Je repense à Jack, l’un des ambulanciers d’Esquirol, assailli par ses pulsions sexuelles. Je crois que ça fait longtemps que Jack n’a pas baisé. Il n’a pas encore osé s’attaquer à l’ambulancière qui vit dans le pavillon, mais il est rentré de sa dernière sortie en disant ceci : « Je crois qu’il y a du viol d’infirmière dans l’air ! » Je me suis marré quand Jack a sorti ça, mais je me demande bien quelle drôle de vision il a bien pu avoir pour qu’elle lui procure une telle pulsion. Est-ce qu’à force de trop côtoyer la mort, Jack concentre toutes ses pulsions dans son sexe ? Est-ce la pulsion de sexe contre la pulsion de mort, pour Jack ?
Qui sait ? Il faudra que je lui demande avant que Jack fasse une connerie.
Je reste là pas mal de temps, à regarder les nombrils, les hanches et le haut des strings, et puis quand je me lasse de regarder, je m’en éloigne.
Il y a un nombril qui reste dans ma tête. Comme collé à l’œil. Un joli petit nombril. Un de ces jolis petits nombrils où l’on a envie de mettre le doigt dedans. C’est fou comme un joli petit nombril peut vite devenir le nombril du monde. Le dedans et le dehors, encore une fois.
Mais, des fois, il faut rester dehors. J’aurais pu aller vers la fille et lui demander :
– Est-ce que je peux mettre mon doigt dans ton nombril ? Juste mon doigt. Dans ton nombril. Juste ça.
Mais même dit simplement, même demandé gentiment, la fille n’aurait sûrement pas compris. Elle se serait offusquée et m’aurait traité de taré devant tout le monde. D’obsédé peut-être même, va savoir. Alors je ne l’ai pas fait. C’est compliqué, les relations entre les hommes et les femmes, entre le dedans et le dehors.
La nuit est tombée sans que je m’en aperçoive vraiment. Peut-être à cause du nombril de la fille. Quelques éclairs déchirent le ciel. De grands éclairs blancs. Je rentre à l’hôpital. Je quitte le dehors de la ville, c’est-à-dire peut-être – mais je n’en suis plus très sûr – le dedans, traverse le dehors de l’hôpital et arrive enfin au dedans du pavillon.
C’est vide. Otto n’est plus là. Peut-être n’a-t-il jamais été là ? J’appelle :
– Otto ?
Rien. Le silence. Comme quand Otto était là, finalement. Le blanc des yeux en moins. Un paradoxe de plus. Ou, cette fois, de moins. Peut-être n’est-il pas revenu ? Pas revenu, déjà parti. A peine revenu que…

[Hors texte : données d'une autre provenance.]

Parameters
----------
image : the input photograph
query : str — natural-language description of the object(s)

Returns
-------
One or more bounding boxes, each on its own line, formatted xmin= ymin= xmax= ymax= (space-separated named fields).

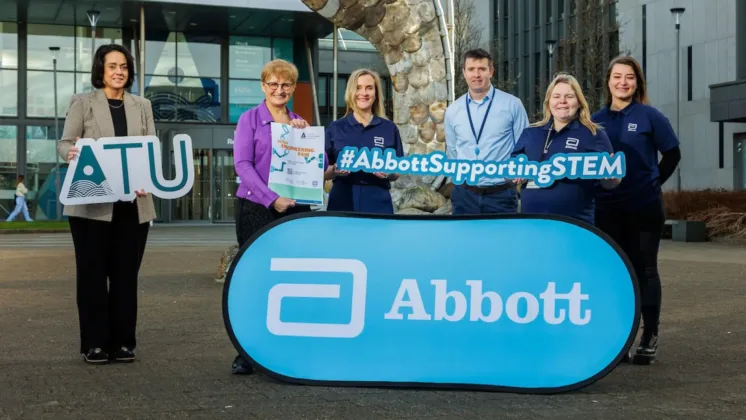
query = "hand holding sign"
xmin=60 ymin=134 xmax=194 ymax=205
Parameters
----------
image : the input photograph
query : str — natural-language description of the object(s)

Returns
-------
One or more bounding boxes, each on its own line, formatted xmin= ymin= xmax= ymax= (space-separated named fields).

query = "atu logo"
xmin=223 ymin=212 xmax=639 ymax=393
xmin=60 ymin=134 xmax=194 ymax=205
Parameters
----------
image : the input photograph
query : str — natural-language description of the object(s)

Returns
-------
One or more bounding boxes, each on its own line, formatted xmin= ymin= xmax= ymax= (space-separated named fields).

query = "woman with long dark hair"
xmin=57 ymin=44 xmax=155 ymax=363
xmin=592 ymin=56 xmax=681 ymax=364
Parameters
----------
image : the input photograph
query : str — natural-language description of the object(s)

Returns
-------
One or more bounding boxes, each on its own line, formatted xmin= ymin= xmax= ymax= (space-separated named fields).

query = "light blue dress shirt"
xmin=445 ymin=86 xmax=529 ymax=186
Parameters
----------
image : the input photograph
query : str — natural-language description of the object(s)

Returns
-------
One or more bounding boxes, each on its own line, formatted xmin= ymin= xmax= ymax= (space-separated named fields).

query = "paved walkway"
xmin=0 ymin=228 xmax=746 ymax=420
xmin=0 ymin=224 xmax=236 ymax=249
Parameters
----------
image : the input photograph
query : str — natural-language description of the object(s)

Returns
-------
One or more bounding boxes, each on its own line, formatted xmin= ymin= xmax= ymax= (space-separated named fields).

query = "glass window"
xmin=0 ymin=125 xmax=17 ymax=220
xmin=145 ymin=76 xmax=221 ymax=122
xmin=272 ymin=38 xmax=293 ymax=63
xmin=26 ymin=71 xmax=75 ymax=118
xmin=75 ymin=26 xmax=124 ymax=72
xmin=26 ymin=25 xmax=75 ymax=71
xmin=145 ymin=32 xmax=177 ymax=76
xmin=176 ymin=33 xmax=220 ymax=79
xmin=228 ymin=36 xmax=272 ymax=79
xmin=75 ymin=73 xmax=94 ymax=93
xmin=26 ymin=121 xmax=62 ymax=220
xmin=0 ymin=22 xmax=18 ymax=69
xmin=0 ymin=69 xmax=18 ymax=117
xmin=228 ymin=80 xmax=264 ymax=123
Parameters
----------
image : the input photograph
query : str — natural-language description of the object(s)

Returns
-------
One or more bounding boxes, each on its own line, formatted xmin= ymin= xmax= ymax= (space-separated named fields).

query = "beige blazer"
xmin=57 ymin=89 xmax=155 ymax=223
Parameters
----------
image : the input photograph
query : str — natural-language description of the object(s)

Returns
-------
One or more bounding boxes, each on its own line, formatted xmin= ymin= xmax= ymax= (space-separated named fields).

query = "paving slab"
xmin=0 ymin=233 xmax=746 ymax=420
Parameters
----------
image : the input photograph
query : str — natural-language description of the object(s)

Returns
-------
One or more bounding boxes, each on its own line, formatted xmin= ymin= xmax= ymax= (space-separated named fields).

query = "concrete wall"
xmin=617 ymin=0 xmax=746 ymax=190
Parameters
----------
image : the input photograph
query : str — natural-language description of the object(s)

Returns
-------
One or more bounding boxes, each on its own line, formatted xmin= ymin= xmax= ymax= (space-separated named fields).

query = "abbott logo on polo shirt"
xmin=223 ymin=212 xmax=640 ymax=393
xmin=267 ymin=258 xmax=368 ymax=338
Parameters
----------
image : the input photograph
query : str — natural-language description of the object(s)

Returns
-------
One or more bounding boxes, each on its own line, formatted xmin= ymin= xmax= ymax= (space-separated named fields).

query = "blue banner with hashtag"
xmin=337 ymin=146 xmax=626 ymax=187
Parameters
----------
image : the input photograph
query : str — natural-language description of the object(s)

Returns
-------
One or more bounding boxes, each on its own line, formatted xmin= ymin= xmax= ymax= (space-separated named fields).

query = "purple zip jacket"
xmin=233 ymin=100 xmax=329 ymax=208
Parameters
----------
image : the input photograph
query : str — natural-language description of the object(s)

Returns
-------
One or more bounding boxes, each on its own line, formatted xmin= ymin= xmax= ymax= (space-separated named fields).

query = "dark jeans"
xmin=451 ymin=185 xmax=518 ymax=215
xmin=596 ymin=200 xmax=666 ymax=333
xmin=236 ymin=198 xmax=311 ymax=248
xmin=69 ymin=201 xmax=150 ymax=353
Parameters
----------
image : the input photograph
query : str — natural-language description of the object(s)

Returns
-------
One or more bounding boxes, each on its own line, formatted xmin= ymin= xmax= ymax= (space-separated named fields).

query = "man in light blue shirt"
xmin=445 ymin=48 xmax=528 ymax=215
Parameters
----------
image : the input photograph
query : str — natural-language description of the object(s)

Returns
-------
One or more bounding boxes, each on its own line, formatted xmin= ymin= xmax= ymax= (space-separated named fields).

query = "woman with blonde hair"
xmin=6 ymin=175 xmax=33 ymax=222
xmin=326 ymin=69 xmax=404 ymax=214
xmin=512 ymin=73 xmax=620 ymax=224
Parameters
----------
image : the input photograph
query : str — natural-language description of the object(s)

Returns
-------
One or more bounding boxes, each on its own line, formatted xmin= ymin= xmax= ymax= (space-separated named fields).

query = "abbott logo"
xmin=267 ymin=258 xmax=368 ymax=338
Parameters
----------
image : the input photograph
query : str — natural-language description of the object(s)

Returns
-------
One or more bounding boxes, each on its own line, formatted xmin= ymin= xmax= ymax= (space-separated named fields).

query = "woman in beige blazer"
xmin=57 ymin=45 xmax=155 ymax=363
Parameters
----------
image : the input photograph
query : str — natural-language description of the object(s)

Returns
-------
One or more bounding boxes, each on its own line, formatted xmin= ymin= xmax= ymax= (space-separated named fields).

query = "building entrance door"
xmin=213 ymin=150 xmax=238 ymax=223
xmin=173 ymin=149 xmax=212 ymax=221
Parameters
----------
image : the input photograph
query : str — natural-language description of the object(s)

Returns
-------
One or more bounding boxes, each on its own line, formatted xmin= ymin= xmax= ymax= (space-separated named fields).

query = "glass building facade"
xmin=0 ymin=0 xmax=333 ymax=223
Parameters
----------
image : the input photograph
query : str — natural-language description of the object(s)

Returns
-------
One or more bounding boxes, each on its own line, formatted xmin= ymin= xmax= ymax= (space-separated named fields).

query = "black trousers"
xmin=69 ymin=201 xmax=150 ymax=353
xmin=596 ymin=199 xmax=666 ymax=333
xmin=236 ymin=198 xmax=311 ymax=248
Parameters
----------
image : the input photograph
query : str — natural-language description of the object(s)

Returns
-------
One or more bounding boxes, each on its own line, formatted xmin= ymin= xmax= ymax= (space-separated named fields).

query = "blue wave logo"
xmin=68 ymin=180 xmax=114 ymax=198
xmin=223 ymin=212 xmax=640 ymax=393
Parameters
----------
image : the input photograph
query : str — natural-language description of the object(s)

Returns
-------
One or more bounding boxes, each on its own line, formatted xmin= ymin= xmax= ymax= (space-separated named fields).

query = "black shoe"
xmin=633 ymin=331 xmax=658 ymax=365
xmin=231 ymin=355 xmax=254 ymax=375
xmin=83 ymin=348 xmax=109 ymax=364
xmin=114 ymin=346 xmax=135 ymax=363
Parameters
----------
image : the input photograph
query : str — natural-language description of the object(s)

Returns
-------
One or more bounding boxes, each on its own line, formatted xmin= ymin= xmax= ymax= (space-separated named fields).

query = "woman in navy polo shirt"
xmin=593 ymin=56 xmax=681 ymax=364
xmin=512 ymin=74 xmax=619 ymax=224
xmin=326 ymin=69 xmax=404 ymax=214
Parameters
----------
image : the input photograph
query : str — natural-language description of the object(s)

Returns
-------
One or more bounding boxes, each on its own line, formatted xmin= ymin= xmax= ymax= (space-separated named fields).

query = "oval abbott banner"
xmin=223 ymin=212 xmax=640 ymax=393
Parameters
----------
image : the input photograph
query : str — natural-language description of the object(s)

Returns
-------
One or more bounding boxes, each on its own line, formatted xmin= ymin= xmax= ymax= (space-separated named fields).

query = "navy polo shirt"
xmin=326 ymin=114 xmax=404 ymax=189
xmin=511 ymin=119 xmax=612 ymax=224
xmin=592 ymin=101 xmax=679 ymax=210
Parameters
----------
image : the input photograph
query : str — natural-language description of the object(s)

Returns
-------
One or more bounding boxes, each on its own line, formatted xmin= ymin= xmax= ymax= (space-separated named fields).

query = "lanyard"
xmin=539 ymin=128 xmax=559 ymax=162
xmin=466 ymin=88 xmax=495 ymax=155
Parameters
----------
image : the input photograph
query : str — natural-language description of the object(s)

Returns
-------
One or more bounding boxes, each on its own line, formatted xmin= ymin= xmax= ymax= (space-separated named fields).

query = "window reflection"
xmin=228 ymin=36 xmax=272 ymax=80
xmin=145 ymin=76 xmax=221 ymax=122
xmin=0 ymin=69 xmax=18 ymax=117
xmin=228 ymin=80 xmax=264 ymax=122
xmin=26 ymin=25 xmax=75 ymax=71
xmin=26 ymin=71 xmax=75 ymax=118
xmin=26 ymin=126 xmax=62 ymax=220
xmin=0 ymin=125 xmax=18 ymax=220
xmin=145 ymin=32 xmax=220 ymax=78
xmin=0 ymin=22 xmax=18 ymax=69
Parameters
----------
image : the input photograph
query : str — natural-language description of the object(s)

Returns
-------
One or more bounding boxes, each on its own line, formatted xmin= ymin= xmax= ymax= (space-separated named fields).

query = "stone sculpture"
xmin=301 ymin=0 xmax=449 ymax=215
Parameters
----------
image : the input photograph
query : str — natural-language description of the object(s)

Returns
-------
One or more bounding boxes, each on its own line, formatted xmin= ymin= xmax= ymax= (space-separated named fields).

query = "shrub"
xmin=663 ymin=189 xmax=746 ymax=239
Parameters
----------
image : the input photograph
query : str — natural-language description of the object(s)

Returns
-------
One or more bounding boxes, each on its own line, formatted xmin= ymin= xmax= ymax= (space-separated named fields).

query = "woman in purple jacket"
xmin=233 ymin=60 xmax=327 ymax=374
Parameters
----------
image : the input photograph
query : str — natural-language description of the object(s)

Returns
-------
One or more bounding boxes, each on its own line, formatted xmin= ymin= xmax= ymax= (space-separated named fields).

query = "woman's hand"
xmin=332 ymin=165 xmax=350 ymax=176
xmin=290 ymin=118 xmax=308 ymax=128
xmin=272 ymin=197 xmax=295 ymax=213
xmin=65 ymin=137 xmax=80 ymax=163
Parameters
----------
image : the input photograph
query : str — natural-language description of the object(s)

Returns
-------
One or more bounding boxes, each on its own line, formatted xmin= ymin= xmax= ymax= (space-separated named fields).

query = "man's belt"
xmin=462 ymin=182 xmax=513 ymax=195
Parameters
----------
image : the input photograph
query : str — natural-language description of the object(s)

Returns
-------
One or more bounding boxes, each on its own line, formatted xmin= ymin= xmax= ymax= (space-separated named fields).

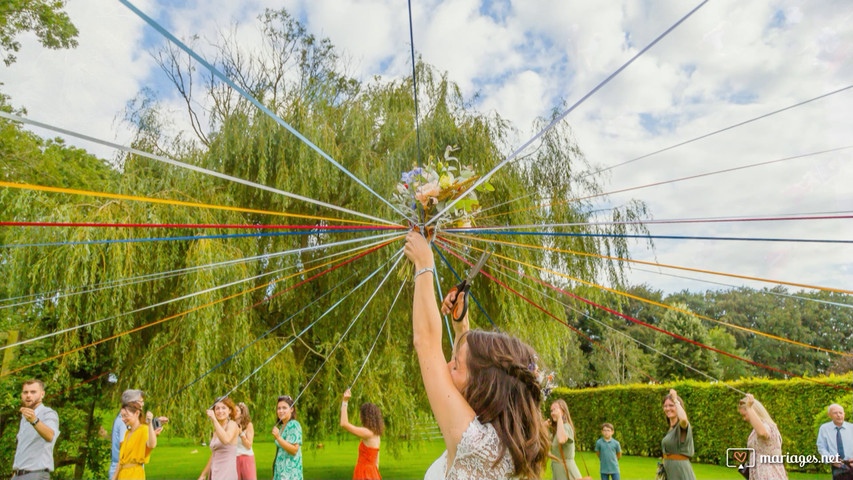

J’appelle encore une fois :
– Otto ?
Rien. Juste le soupir de mon soulagement. Rien d’autre. Personne au pavillon des ambulanciers. Jack n’est pas là non plus. Je l’imagine, brandissant son braquemart. Il y a peut-être du viol d’infirmière dans l’air, mais je n’ai pas assez de flair.
J’ouvre le frigo. Dedans, il y a des bières en canette de 33. J’en sors une. La bière qui était dedans se retrouve dehors, dans ma main. Je referme le frigo avec tout ce qu’il y a dedans. Dehors, il y a moi et ma bière, et le silence. Je l’ouvre, ça fait « pssschiit » dans le silence, et j’en bois une gorgée au goulot. Je ne sais pas pourquoi, je repense au nombril de la fille. A mon doigt, dedans, dehors. Dedans, dehors. Dedans, dehors. Dedans, dehors…
Dedans, dehors, je ne sais pas si c’est la bière ou le nombril, mais ça me fait tourner la tête.